The comparison with Halakha is entirely specious, I argue:
Jewish law proceeds from God’s Covenant with each member of the Jewish people. The notion of an intermediate sovereign, such as Islam’s “governor” of the family, is inconceivable in Jewish law, for there is only one Sovereign, the King of Kings. The powers of the earthly sovereign derive from God and are limited by God’s laws. The American founding notion of “inalienable rights” stems from the Hebrew concept of covenant: a grant of rights implies a Grantor, and an irreversible grant implies a God who limits his own sovereignty in covenant with mankind.From the vantage point of Islam, the idea that God might limit his own powers by making an eternal covenant with human beings is unthinkable, for Allah is absolutely transcendent, and unconditionally omnipotent. From a Hebrew, and later Christian standpoint, the powers of the earthly sovereign are limited by God’s law, which irreversibly grants rights to every human being. Islam can make no sense of such self-limitation of the divine sovereign, and thus never has produced a temporal political system subject to constitutional limitations.

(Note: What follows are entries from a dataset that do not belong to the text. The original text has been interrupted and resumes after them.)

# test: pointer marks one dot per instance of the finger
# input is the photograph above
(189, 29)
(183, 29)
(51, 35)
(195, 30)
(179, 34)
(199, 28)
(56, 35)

As an afterthought: this is precisely what Rosenzweig meant when he characterized Islam as “pagan,” as I wrote in a 2007 essay for First Things .
In the thoroughly organized State, the State and the individual do not stand in the relation of a whole to a part. Instead, the state is the All, from which the power flows through the limbs of the individual. Everyone has his determined place, and, to the extent that he fulfills it, belongs to the All of the State . . . . The individual of antiquity does not lose himself in society in order to find himself, but rather in order to construct it; he himself disappears. The well-known difference between the ancient and all modern concepts of democracy rightly arise from this. It is clear from this why antiquity never developed the concept of representative democracy. Only a body can have organs; a building has only parts.